Economique

Les Vénézuéliens et leur essence (encore !)

Puits de pétrole au Venezuela

Le pétrole se trouve, on le sait, au cœur non seulement de l’économie, mais aussi de la société vénézuélienne. Il se trouve même, oserais-je dire, au cœur de tout vénézuélien.

Son principal dérivé, l’essence, constitue une espèce de produit tabou auquel on ne peut toucher sans crainte d’un soulèvement général. On sait déjà qu’elle est la moins chère du monde (60 litres de super pour l’équivalent d’un euro – vous lisez bien !), ayant été largement subsidiée par tous les gouvernements jusqu’à ce jour. Ce tarif ridicule est ici pratiquement perçu comme un droit, sur la base que le pétrole est national, donc appartient à tous, sans distinction.

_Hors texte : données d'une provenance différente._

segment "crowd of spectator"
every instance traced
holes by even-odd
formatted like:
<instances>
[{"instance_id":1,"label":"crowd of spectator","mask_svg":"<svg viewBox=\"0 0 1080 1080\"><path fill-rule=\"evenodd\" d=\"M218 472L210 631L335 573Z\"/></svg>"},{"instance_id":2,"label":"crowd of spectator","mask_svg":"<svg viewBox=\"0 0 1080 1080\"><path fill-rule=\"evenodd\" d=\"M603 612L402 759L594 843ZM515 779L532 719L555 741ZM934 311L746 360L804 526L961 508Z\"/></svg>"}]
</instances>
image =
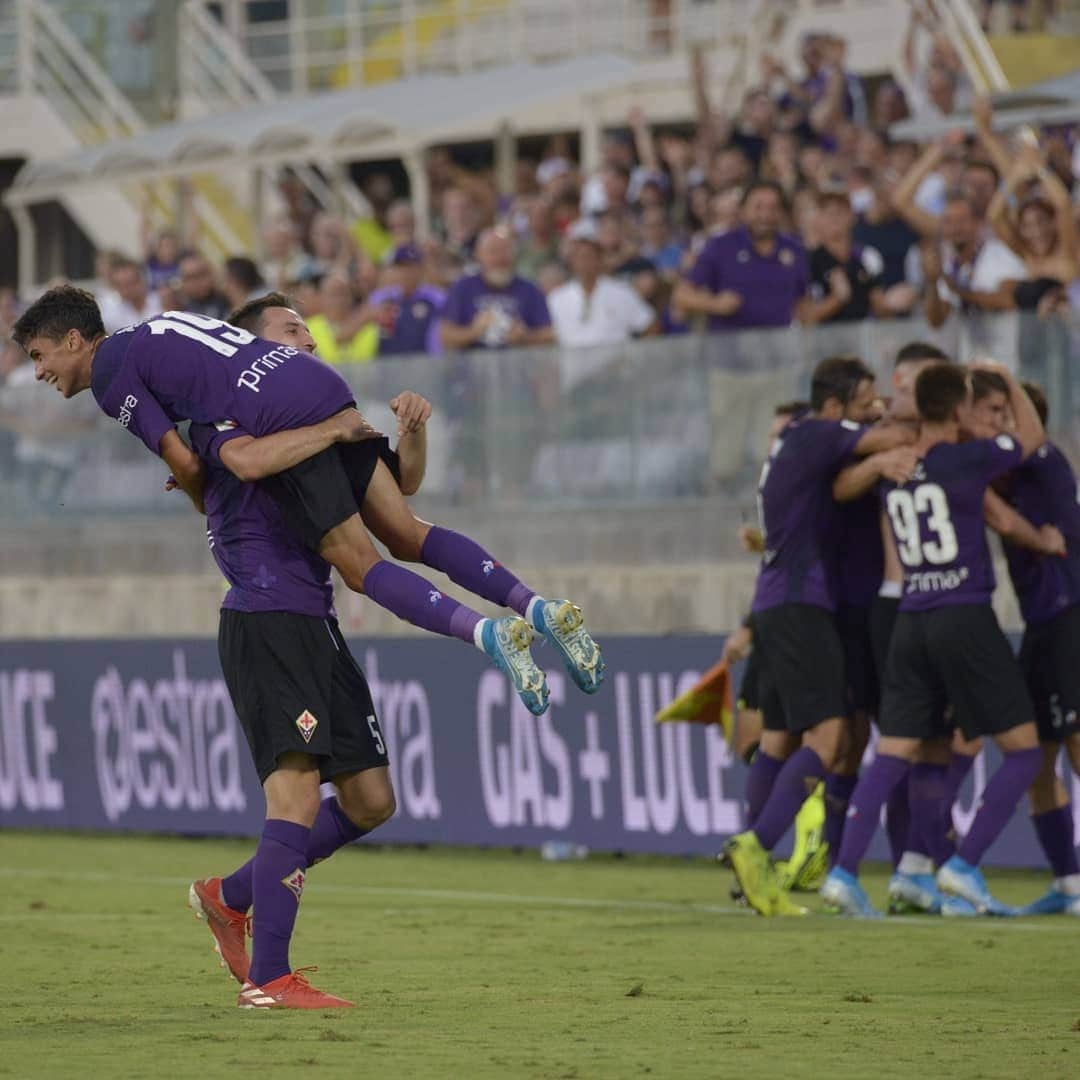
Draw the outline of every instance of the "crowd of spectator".
<instances>
[{"instance_id":1,"label":"crowd of spectator","mask_svg":"<svg viewBox=\"0 0 1080 1080\"><path fill-rule=\"evenodd\" d=\"M106 327L170 308L221 317L281 290L336 363L1068 307L1080 276L1076 131L1026 130L1010 146L934 19L928 0L913 5L906 89L859 79L841 39L810 33L801 70L767 57L730 115L692 53L695 122L656 128L635 109L589 173L563 136L517 162L511 191L494 170L432 151L427 223L388 175L368 177L371 214L349 222L286 171L257 261L216 266L197 231L148 235L140 260L103 253ZM965 108L974 136L890 137L906 116ZM0 292L0 320L16 310Z\"/></svg>"}]
</instances>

Rares étaient toutefois les études sur la perception réelle qu’ont les Vénézuéliens de leur pétrole et de leur essence. Le Centre international de l’énergie et de l’environnement de l’Institut d’études supérieures d’administración (IESA) de Caracas, vient justement d’effectuer une recherche sur ce thème sous la direction de Francisco Monaldi. Cela vaut la peine d’y jeter un coup d’œil.

Malédiction ou bénédiction ?

Dans le cadre de l’atelier intitulé L’abondance de ressources naturelles : malédiction ou  bénédiction?, le professeur Monaldi a présenté les premiers résultats d’une recherche basée sur l’organisation de groupes de discussion dans les secteurs populaires, dont l’objectif est d’étudier la façon dont est perçue l’industrie pétrolière dans le pays.

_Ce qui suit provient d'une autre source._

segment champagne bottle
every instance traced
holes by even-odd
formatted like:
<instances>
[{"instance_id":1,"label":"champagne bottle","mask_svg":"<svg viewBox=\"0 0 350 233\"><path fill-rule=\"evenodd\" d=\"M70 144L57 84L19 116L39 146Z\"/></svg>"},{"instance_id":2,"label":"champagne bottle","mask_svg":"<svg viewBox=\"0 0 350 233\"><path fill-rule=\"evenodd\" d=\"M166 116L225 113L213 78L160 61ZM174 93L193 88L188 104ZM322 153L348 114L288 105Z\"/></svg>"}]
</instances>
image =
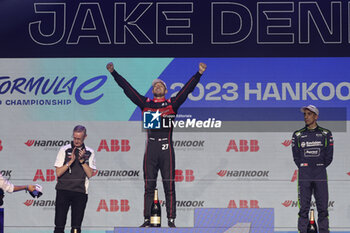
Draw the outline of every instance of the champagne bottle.
<instances>
[{"instance_id":1,"label":"champagne bottle","mask_svg":"<svg viewBox=\"0 0 350 233\"><path fill-rule=\"evenodd\" d=\"M307 225L307 233L317 233L317 225L315 222L315 214L314 214L314 210L311 209L310 210L310 220L309 220L309 224Z\"/></svg>"},{"instance_id":2,"label":"champagne bottle","mask_svg":"<svg viewBox=\"0 0 350 233\"><path fill-rule=\"evenodd\" d=\"M151 227L161 226L162 212L160 209L160 203L158 200L158 189L154 190L154 199L151 206Z\"/></svg>"}]
</instances>

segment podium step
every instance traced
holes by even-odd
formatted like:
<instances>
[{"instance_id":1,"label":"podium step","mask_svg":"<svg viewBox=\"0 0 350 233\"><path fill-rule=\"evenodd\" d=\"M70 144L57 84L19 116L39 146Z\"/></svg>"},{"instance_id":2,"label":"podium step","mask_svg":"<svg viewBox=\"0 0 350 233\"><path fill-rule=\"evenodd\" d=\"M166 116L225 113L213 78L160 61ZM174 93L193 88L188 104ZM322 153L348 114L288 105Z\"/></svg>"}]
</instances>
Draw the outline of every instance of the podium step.
<instances>
[{"instance_id":1,"label":"podium step","mask_svg":"<svg viewBox=\"0 0 350 233\"><path fill-rule=\"evenodd\" d=\"M200 208L194 227L116 227L114 233L274 233L274 209Z\"/></svg>"},{"instance_id":2,"label":"podium step","mask_svg":"<svg viewBox=\"0 0 350 233\"><path fill-rule=\"evenodd\" d=\"M240 229L247 233L273 233L273 208L202 208L194 210L194 227ZM248 223L249 226L248 226Z\"/></svg>"},{"instance_id":3,"label":"podium step","mask_svg":"<svg viewBox=\"0 0 350 233\"><path fill-rule=\"evenodd\" d=\"M227 229L227 228L193 228L193 227L178 227L178 228L128 228L116 227L114 233L249 233L243 228L241 229Z\"/></svg>"}]
</instances>

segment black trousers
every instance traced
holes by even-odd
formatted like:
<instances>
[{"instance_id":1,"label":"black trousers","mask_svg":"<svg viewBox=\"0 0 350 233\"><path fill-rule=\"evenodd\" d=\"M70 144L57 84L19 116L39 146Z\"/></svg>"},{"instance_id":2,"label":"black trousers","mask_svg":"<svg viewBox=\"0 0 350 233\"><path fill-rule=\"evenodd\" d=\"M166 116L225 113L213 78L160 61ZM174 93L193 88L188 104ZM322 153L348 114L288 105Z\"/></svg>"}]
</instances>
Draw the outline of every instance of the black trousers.
<instances>
[{"instance_id":1,"label":"black trousers","mask_svg":"<svg viewBox=\"0 0 350 233\"><path fill-rule=\"evenodd\" d=\"M320 233L329 233L328 220L328 182L327 172L323 167L314 169L300 168L299 169L299 218L298 230L300 233L306 233L309 223L309 210L311 205L312 194L316 200L318 212L318 230Z\"/></svg>"},{"instance_id":2,"label":"black trousers","mask_svg":"<svg viewBox=\"0 0 350 233\"><path fill-rule=\"evenodd\" d=\"M71 207L71 233L74 229L80 233L87 200L88 195L85 193L57 190L54 233L64 233L69 207Z\"/></svg>"},{"instance_id":3,"label":"black trousers","mask_svg":"<svg viewBox=\"0 0 350 233\"><path fill-rule=\"evenodd\" d=\"M154 189L160 170L166 199L168 218L176 217L175 196L175 155L172 142L168 138L149 138L143 160L143 177L145 181L144 217L150 218Z\"/></svg>"}]
</instances>

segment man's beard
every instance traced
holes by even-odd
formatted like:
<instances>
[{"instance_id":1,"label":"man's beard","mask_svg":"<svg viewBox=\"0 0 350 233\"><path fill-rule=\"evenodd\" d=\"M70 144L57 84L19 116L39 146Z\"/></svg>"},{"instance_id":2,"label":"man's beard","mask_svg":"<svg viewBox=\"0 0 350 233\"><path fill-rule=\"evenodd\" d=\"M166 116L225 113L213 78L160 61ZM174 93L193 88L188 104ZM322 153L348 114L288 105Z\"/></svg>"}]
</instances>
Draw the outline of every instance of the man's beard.
<instances>
[{"instance_id":1,"label":"man's beard","mask_svg":"<svg viewBox=\"0 0 350 233\"><path fill-rule=\"evenodd\" d=\"M159 98L159 97L164 97L164 93L163 93L163 94L153 93L153 96L154 96L154 97L158 97L158 98Z\"/></svg>"}]
</instances>

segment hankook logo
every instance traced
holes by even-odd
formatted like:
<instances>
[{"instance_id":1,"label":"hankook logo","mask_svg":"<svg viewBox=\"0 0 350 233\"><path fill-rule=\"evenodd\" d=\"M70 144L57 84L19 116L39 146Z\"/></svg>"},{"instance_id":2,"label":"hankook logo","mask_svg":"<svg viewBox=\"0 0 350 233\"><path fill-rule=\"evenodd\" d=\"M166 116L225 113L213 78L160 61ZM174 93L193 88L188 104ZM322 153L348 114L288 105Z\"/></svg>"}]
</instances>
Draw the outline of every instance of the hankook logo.
<instances>
[{"instance_id":1,"label":"hankook logo","mask_svg":"<svg viewBox=\"0 0 350 233\"><path fill-rule=\"evenodd\" d=\"M269 177L270 171L257 171L257 170L220 170L216 174L220 177L235 177L235 178L265 178Z\"/></svg>"},{"instance_id":2,"label":"hankook logo","mask_svg":"<svg viewBox=\"0 0 350 233\"><path fill-rule=\"evenodd\" d=\"M95 170L92 175L98 177L139 177L140 170Z\"/></svg>"},{"instance_id":3,"label":"hankook logo","mask_svg":"<svg viewBox=\"0 0 350 233\"><path fill-rule=\"evenodd\" d=\"M159 200L161 206L165 207L166 202L164 200ZM187 201L176 201L177 208L203 208L204 201L197 200L187 200Z\"/></svg>"},{"instance_id":4,"label":"hankook logo","mask_svg":"<svg viewBox=\"0 0 350 233\"><path fill-rule=\"evenodd\" d=\"M34 140L29 139L26 144L28 147L45 147L45 150L57 150L59 147L69 144L69 140Z\"/></svg>"},{"instance_id":5,"label":"hankook logo","mask_svg":"<svg viewBox=\"0 0 350 233\"><path fill-rule=\"evenodd\" d=\"M12 170L0 170L0 174L7 179L11 178Z\"/></svg>"},{"instance_id":6,"label":"hankook logo","mask_svg":"<svg viewBox=\"0 0 350 233\"><path fill-rule=\"evenodd\" d=\"M298 201L293 201L293 200L285 200L284 202L281 203L284 207L298 207ZM310 206L313 208L316 208L316 202L311 201ZM334 208L335 206L335 201L329 201L328 202L328 208Z\"/></svg>"},{"instance_id":7,"label":"hankook logo","mask_svg":"<svg viewBox=\"0 0 350 233\"><path fill-rule=\"evenodd\" d=\"M292 140L285 140L284 142L282 142L282 145L285 147L288 147L292 144Z\"/></svg>"},{"instance_id":8,"label":"hankook logo","mask_svg":"<svg viewBox=\"0 0 350 233\"><path fill-rule=\"evenodd\" d=\"M176 140L173 145L176 150L204 150L204 140Z\"/></svg>"},{"instance_id":9,"label":"hankook logo","mask_svg":"<svg viewBox=\"0 0 350 233\"><path fill-rule=\"evenodd\" d=\"M52 207L56 205L56 202L55 200L26 200L23 204L28 207Z\"/></svg>"}]
</instances>

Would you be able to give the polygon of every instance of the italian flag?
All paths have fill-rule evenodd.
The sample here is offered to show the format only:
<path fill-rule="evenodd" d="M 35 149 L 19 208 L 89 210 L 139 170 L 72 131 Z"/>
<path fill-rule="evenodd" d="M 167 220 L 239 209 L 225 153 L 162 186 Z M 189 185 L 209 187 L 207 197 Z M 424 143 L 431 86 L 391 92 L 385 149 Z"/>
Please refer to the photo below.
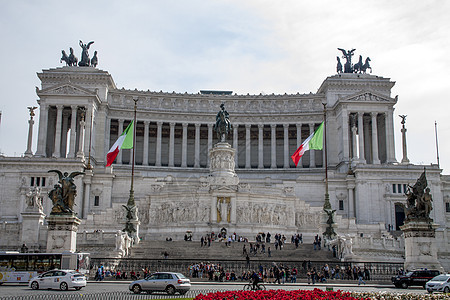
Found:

Puits de pétrole dans le Lac de Maracaibo

Puits de pétrole dans le Lac de Maracaibo (1968)

De ces groupes de discussion, il ressort que les Vénézuéliens des secteurs populaires comprennent parfaitement que l’essence est pratiquement offerte et que le subside gouvernemental (qui se situe actuellement, selon les évaluations, entre 11 et 15 milliards de dollars par an, soit plus que le budget total alloué à l’éducation) ne bénéficie pas particulièrement aux pauvres. En d’autres termes, il s’agit d’un subside régressif, qui va essentiellement au bénéfice de « ceux du Country Club » (l’un des quartiers les plus huppés de Caracas) et des membres de la classe moyenne, possesseurs de véhicules particuliers.

Dans ce sens, les Vénézuéliens consultés considèrent que cette situation doit changer et que le subside à l’essence doit être réduit ou éliminé. Mais lorsqu’on les interroge, à l’inverse, sur la possibilité d’une suppression du subside, c’est-à-dire d’une augmentation du prix de l’essence, des doutes surgissent. Les secteurs populaires pensent en effet que les ressources supplémentaires obtenues par la gouvernement ne leur seraient pas destinées, qu’on les « volerait » et que finalement ils n’en retireraient aucun bénéfice.

Irrationalité économique

En conclusion, les secteurs populaires du pays captent bien l’irrationalité économique de la magnitude actuelle du subside à l’essence, mais en même temps craignent de ne recevoir aucun bénéfice si le gouvernement le réduit ou l’élimine et marquent leur préoccupation pour l’usage que l’on pourrait faire des nouvelles ressources dégagées. Selon le professeur Grimaldi, « il y a là un problème de crédibilité des politiques publiques. »

pétrole brut

Malédiction ou bénédiction ?

L’étude de l’IESA ne résout évidemment rien. Mais elle éclaire les ambiguïtés qui existent autour du thème du pétrole et plus spécifiquement de l’essence. Quel gouvernement aura le courage de s’attaquer de front au problème ? Hugo Chávez y a fait quelquefois allusion au cours de sa présidence, mais a aussitôt fait marche arrière. Si le « président du peuple », qui possède un leadership certain auprès de larges couches populaires, n’ose s’avancer sur ce terrain fangeux, on voit mal comment un autre gouvernement pourrait le faire sans casser des œufs.

Mais par ailleurs, l’étude ouvre une (petite) porte : le fait que la situation actuelle est perçue comme irrationnelle, y compris par les secteurs populaires, est une donne nouvelle qui permet d’envisager une révision du subside et une augmentation, graduelle de préférence, du prix de l’essence.

La condition essentielle d’un tel changement de cap est qu’un lien de confiance existe entre le gouvernement et la société. Et sur ce point, ce n’est pas encore joué.